Private debt funds will benefit from proposed EU rules that will make it more difficult for banks to lend into leveraged transactions, according to law firm Hogan Lovells.
The European Central Bank’s rules, equivalent to the US Guidance on Leveraged Lending, require credit institutions to conduct in-depth due diligence on the sustainability of the borrower’s debt and a risk assessment against the lender’s risk appetite in cases of a leveraged transaction.
The ECB considers a financing transaction to be leveraged if a borrower’s post-financing liabilities exceed a four times multiple of the last 12 months realized, unadjusted EBITDA or a borrower is controlled by one or more financial sponsors (including private equity firms) and the borrower has any loan exposure.
“This is likely to create further opportunities for unregulated private debt funds, as credit institutions are likely to become more risk averse and abstain from participating in highly leveraged syndicated loans,” Hogan Lovells said in a client note.

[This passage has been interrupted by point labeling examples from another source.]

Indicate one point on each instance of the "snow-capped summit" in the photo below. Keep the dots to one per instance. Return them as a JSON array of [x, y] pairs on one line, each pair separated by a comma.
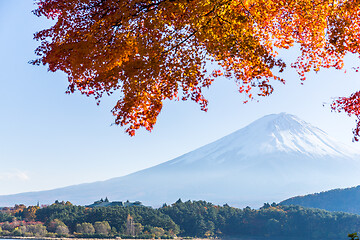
[[275, 157]]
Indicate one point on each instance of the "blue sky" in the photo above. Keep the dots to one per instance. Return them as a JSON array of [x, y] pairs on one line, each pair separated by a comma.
[[49, 139]]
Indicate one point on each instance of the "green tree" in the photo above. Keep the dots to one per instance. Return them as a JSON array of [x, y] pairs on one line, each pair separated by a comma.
[[85, 228], [102, 228]]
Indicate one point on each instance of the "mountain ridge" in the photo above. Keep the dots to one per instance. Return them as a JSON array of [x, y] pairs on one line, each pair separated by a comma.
[[273, 158]]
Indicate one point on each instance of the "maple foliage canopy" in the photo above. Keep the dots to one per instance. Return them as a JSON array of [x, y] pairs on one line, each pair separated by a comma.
[[153, 50]]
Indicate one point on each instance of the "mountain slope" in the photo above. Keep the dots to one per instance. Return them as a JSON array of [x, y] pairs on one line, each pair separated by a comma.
[[275, 157], [341, 200]]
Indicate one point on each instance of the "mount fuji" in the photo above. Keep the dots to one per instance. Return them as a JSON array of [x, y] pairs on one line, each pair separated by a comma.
[[276, 157]]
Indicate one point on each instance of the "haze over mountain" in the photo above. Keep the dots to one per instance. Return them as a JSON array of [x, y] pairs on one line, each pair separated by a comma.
[[274, 158]]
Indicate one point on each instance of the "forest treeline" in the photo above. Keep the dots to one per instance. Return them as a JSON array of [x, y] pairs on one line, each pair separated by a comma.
[[186, 219], [344, 200]]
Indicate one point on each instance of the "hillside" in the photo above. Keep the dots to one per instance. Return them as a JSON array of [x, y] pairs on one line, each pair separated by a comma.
[[276, 157], [344, 200], [185, 219]]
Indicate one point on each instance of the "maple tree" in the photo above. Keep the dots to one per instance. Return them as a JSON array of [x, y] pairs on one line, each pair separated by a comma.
[[153, 50]]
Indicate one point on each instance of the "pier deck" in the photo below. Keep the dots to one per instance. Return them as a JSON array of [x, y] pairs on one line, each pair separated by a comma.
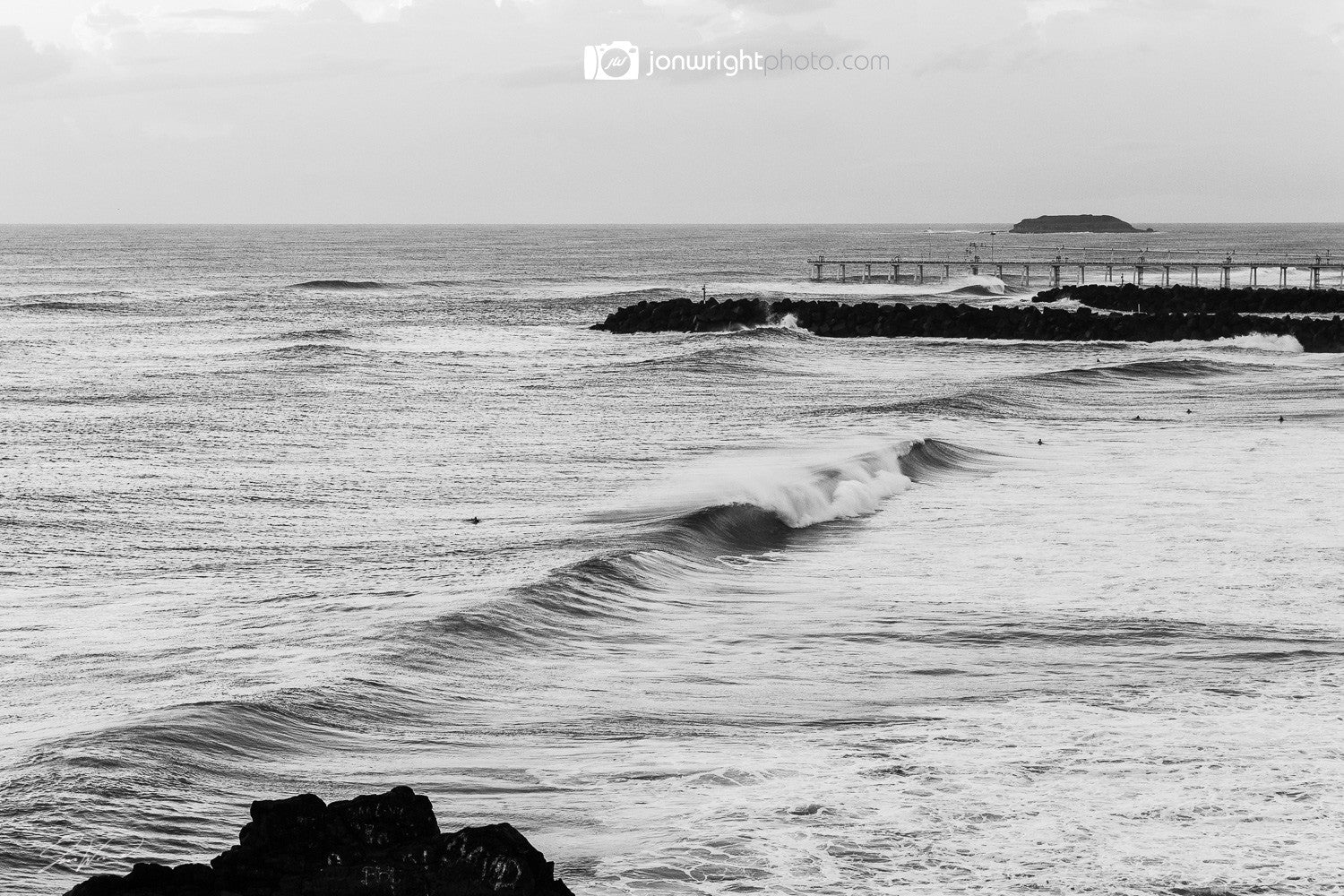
[[1056, 266]]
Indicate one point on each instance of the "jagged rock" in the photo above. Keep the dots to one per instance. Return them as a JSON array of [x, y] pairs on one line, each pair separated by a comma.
[[965, 322], [1075, 225], [378, 845]]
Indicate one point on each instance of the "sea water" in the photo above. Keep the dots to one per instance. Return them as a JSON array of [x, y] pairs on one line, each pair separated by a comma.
[[750, 611]]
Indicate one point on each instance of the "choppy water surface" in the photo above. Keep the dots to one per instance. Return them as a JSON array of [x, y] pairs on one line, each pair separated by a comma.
[[745, 611]]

Around one-fifth of private equity sponsored financial transactions are levered at more than six times EBITDA in 2016, and the average is 4.7, so the ECB guidance will have an impact on a significant portion of leveraged lending by credit institutions into private equity backed transactions.
“The guidance will not, however, have an impact on unregulated credit funds lending on leveraged transactions, which gives these private direct lending funds greater flexibility to lend when compared to credit institutions,” the law firm said.
Final guidance on the rules is due to be published by the ECB soon, although there is no timeline.